In all these cases, E always get a short code of length 2. Depending on the case, it gets code 01, 10 and 11. To decode a message, we need to know what are the corresponding codes.

Other Readings

If you want to know more about Huffman Trees, you can have a look at:

  • Huffman Coding, Alistair Moffat, University of Melbourne 4
  • Chapter 2: Huffman Coding 5

\(n\)-grams

There are multiple approaches to generate texts. The first one is to study language letters’ frequency. The results are not very good and we get a soup of letters, because we look at a very narrow quantity.

To improve likelihood, the idea is to look letters over a window. If you look over a window of size two, you will learn which letters can follow each other. You will learn that a-a never occurs, and that w-h is very frequent. The generated text will be made of words that seem to belong to the current language, but most of them do not exists. You can increase the window, to three or more. The larger the better.

Instead of looking at letters, you can consider words directly. When decomposing a sentence into words, a \(n\)-grams is a tuple of \(n\) successive words.

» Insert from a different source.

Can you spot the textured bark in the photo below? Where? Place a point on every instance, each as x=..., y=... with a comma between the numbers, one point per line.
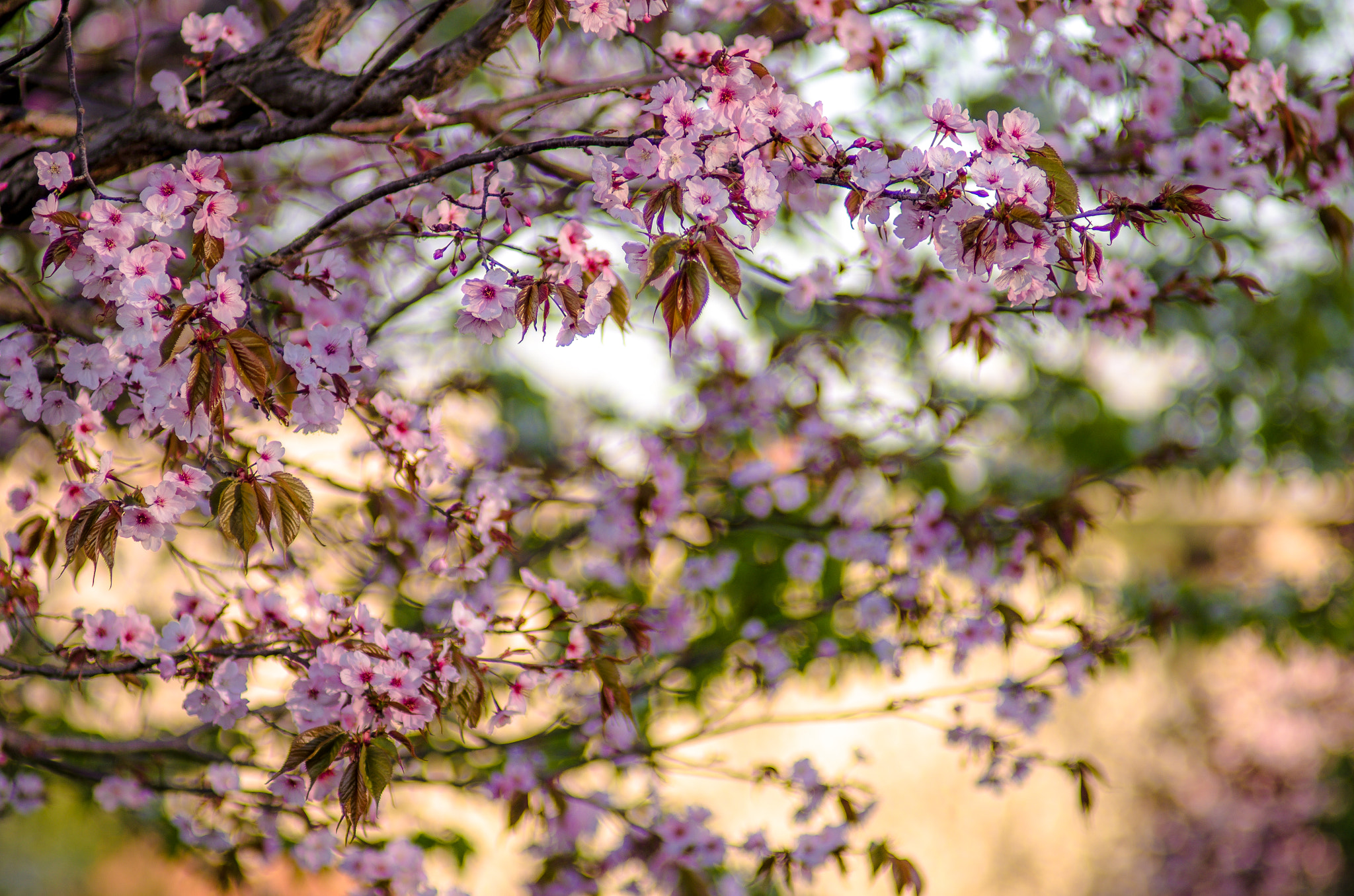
x=280, y=72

For instance, The cat is grey is equivalent to the list [The, cat, is, grey]. There are three possible bi-grams:

  • (The, cat)
  • (cat, is)
  • (is, grey)

and two possible tri-grams:

  • (The, cat, is)
  • (cat, is, grey)

and one 4-grams.

Generating Natural-Looking Text

To generate a text that looks natural, it must have properties similar to regular text.

The first quantity to look at is word frequency.

To generate a text, we cannot pick at random words from a dictionary. Words tends to be distributed according to a power law or Zipf law. In other words, a few words are highly frequent while most of the rest almost never occur. If you pick words at random in a dictionary, it is very likely that you almost never use those words.

Next, we have grammar. There are rules that governs how words are located in a sentence. Frequencies are not sufficient. Coding grammar rules is possible, but time consuming. To avoid this coding, we can instead look at \(n\)-grams. If we have a large corpus, we know what are the valid words following a sequence.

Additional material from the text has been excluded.